Meta
Apr 26, 2018
Nothing, it seems, gets past our readers.
That April 19 post featuring a boat hemmed in by high-rise apartment towers in Hong Kong? Not even a real boat, per reader Marion Puglisi, who pursued the truth of the matter with her source (her brother) in Hong Kong. It seems that the area was once the harbor front, and the real estate company that built the apartment buildings also built "what looks like a boat" on the property, "as a nod to that past."
And the April 7 post of artwork showing a city peeled back to reveal the nearly blank slate of what might once have been? That was a cropped version of a 2011 print advertising campaign by telecom corporation Batelco in Bahrain.

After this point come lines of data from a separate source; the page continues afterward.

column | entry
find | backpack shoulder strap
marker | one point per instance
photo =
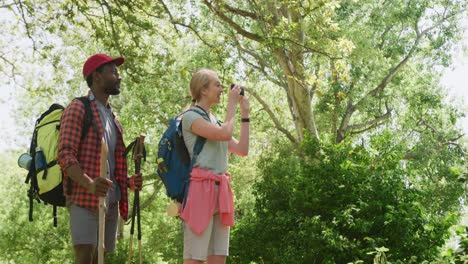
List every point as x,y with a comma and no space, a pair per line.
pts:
200,141
88,118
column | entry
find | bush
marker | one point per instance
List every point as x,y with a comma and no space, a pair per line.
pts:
338,203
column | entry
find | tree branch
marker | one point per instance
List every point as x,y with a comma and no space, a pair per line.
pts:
194,31
240,12
275,120
236,27
362,127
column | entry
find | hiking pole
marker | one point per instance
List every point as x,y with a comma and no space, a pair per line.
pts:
138,150
102,205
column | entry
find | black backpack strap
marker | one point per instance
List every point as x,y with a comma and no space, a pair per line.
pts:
88,118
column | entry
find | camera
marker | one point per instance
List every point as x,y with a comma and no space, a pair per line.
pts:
242,89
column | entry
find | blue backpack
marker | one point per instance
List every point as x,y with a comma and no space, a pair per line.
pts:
174,163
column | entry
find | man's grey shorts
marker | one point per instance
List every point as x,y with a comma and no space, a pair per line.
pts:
84,226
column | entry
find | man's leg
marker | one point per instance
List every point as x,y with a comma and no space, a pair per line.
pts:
85,254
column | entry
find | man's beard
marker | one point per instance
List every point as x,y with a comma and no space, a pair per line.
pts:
112,89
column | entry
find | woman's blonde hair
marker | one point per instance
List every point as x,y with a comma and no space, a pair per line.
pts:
199,81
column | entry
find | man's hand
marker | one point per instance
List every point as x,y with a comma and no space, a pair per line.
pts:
100,186
136,182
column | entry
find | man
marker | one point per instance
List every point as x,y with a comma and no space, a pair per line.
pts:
80,161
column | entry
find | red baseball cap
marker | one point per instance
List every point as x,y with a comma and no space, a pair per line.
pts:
93,62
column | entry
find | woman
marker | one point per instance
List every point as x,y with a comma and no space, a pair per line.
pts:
209,208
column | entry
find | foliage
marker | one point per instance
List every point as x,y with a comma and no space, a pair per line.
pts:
356,71
336,203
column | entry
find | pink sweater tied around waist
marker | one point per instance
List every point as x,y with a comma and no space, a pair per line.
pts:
201,200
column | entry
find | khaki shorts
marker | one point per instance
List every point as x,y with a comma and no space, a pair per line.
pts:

The idea was that Batelco could help you peel away all the urban clutter to highlight just the bit you were interested in; different versions of the ad isolated a hospital, a hotel, and a Chinese restaurant. We have Pat Nelson to thank for peeling away the internet clutter via what she admits was "dogged image searching" to uncover the story behind the story.

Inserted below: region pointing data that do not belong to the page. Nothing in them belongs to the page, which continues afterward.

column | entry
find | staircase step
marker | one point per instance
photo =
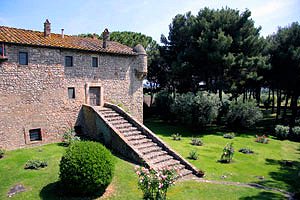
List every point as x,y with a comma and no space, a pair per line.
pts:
127,130
150,150
106,112
112,119
108,115
168,164
132,133
136,137
145,145
159,159
104,109
155,154
141,141
123,125
119,121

And the name of this website, Hole in the Clouds? For what it's worth, today's photo does in fact show a real hole in real clouds. An airplane taking off from Sea-Tac airport last December punched this hole on a day when the air surrounding a mid-level cloud deck was so quiet and still that water vapor lacked the oomph to change from liquid to frozen form, despite superchilled temperatures up there that were way below 32 degrees Fahrenheit. The airplane stirred things up, flash-freezing the cloud in its vicinity, and the ice dropped away, leaving us a big gaping hole for the camera.